Why it matters: Highlights the geopolitical fragility of module supply chains and the need for European installers to diversify procurement.
This price divergence between the US and global markets is a critical signal for European installers. While the US market is grappling with trade tariffs and supply chain constraints, Europe is currently benefiting from a more stable pricing environment. This creates a temporary competitive advantage for European solar businesses, but it's not a permanent shield.
Market Context: A Tale of Two Continents
The US price spike is largely driven by the enforcement of the Uyghur Forced Labor Prevention Act (UFLPA) and existing anti-dumping/countervailing duties, which restrict module imports from China and Southeast Asia. Europe, while also pursuing its own strategic autonomy with initiatives like the Net-Zero Industry Act, has not yet implemented similarly disruptive trade barriers. This keeps the flow of modules into the EU relatively open and prices stable—for now.

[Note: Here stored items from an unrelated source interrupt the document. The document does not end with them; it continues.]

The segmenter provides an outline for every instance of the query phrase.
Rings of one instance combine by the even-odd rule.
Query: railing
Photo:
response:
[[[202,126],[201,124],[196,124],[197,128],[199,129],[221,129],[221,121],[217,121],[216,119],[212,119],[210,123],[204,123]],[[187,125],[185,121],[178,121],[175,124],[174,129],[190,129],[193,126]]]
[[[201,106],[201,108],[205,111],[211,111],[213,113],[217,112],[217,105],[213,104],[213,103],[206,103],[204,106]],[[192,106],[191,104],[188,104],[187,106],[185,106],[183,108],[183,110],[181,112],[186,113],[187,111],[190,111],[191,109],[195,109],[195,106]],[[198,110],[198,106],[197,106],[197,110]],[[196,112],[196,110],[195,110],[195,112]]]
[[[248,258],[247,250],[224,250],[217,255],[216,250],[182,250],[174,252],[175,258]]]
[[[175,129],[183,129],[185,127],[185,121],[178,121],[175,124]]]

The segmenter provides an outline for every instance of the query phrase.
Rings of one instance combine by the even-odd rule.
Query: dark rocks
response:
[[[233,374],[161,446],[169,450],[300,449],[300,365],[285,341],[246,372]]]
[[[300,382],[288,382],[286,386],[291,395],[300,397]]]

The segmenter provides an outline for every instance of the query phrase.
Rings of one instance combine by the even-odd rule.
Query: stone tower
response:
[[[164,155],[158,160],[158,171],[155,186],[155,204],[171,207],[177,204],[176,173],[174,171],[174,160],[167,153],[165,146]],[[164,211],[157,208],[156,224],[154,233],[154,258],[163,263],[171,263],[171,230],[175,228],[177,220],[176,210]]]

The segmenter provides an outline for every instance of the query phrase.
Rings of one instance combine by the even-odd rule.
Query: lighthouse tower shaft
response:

What Solar Businesses Should Watch For
European installers should not be complacent. Watch for two key developments:
- Supply Diversification: The US situation highlights the risk of over-reliance on any single supply chain. European businesses should proactively diversify their supplier base beyond dominant Chinese manufacturers.
- Policy Ripple Effects: The EU's Carbon Border Adjustment Mechanism (CBAM) and potential future trade measures could eventually introduce similar cost pressures. Locking in procurement contracts now for projects in 2024-2025 could be a savvy hedge against future price volatility.
The core lesson is that geopolitical trade policy, not just raw material costs, is now the primary driver of module pricing. Smart European installers will treat this US news as a warning to fortify their own supply chains.